Them calling it ECMAScript in some instances means that it follows the actual ECMA spec for ECMAScript (what everyone calls JavaScript historically). Them calling it JavaScript implies it could be their flavor, or something like Node and not necessarily strictly ECMAScript, at least that'd be the reason I'd use it interchangeably.

not sure if this is why they do it, but trademark law requires you to have a generic name for your product. "Kleenex brand facial tissue"

not having and using a generic name creates the danger of people attaching your trademarked name as the generic and you might lose your trademark.


(Also not a lawyer)

This is why I think Deno has a solid chance here. Sun may have filed for the trademark, but it’s not clear to me how much it has been used by Oracle. I also think this is why this step is likely the beginning of litigation, not the end. With Oracle not voluntarily withdrawing the trademark, it allows the rest of the process to invalidate the trademark to begin.


Not only that, but other company's not-technically-javascript products are widely known as JavaScript. And have been for close to 3 decades now (Microsoft's JScript was released in 1996)

Oracle has a pretty strong claim on Java, and JavaScript was named after Java explicitly to piggy-back on the that names recognition and success.

It’s bit like saying McDonald’s shouldn’t have trademark claims on “McDonald’s carbonara” because they don’t deal in Italian cuisine (that much)

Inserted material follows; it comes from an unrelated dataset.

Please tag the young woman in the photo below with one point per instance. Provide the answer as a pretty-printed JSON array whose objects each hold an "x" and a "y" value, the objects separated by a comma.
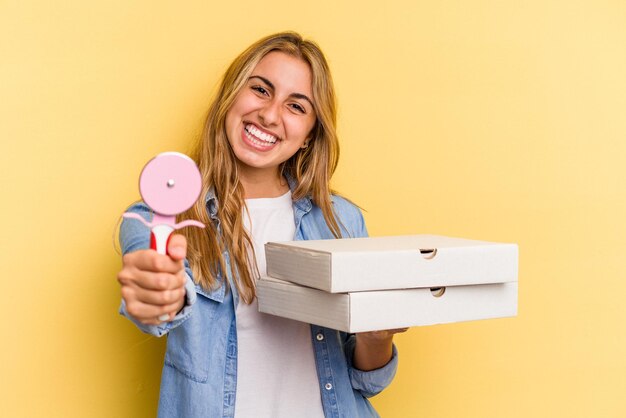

The relationship between those two things is more like the relationship between burgers and fries, two things that some people may think belong together, but having a claim on one surely has connection to having a claim on the other.

Or like saying McDonald's shouldn't have a trademark on "Big Mac" outside of beef burgers, because they don't regularly deal in "Big Macs" made out of chicken.

Haha yeah, in my experience, they use less JavaScript than most tech companies out there.

Their image is very enterprisey, so Java, C... You don't think of JavaScript when you think of Oracle.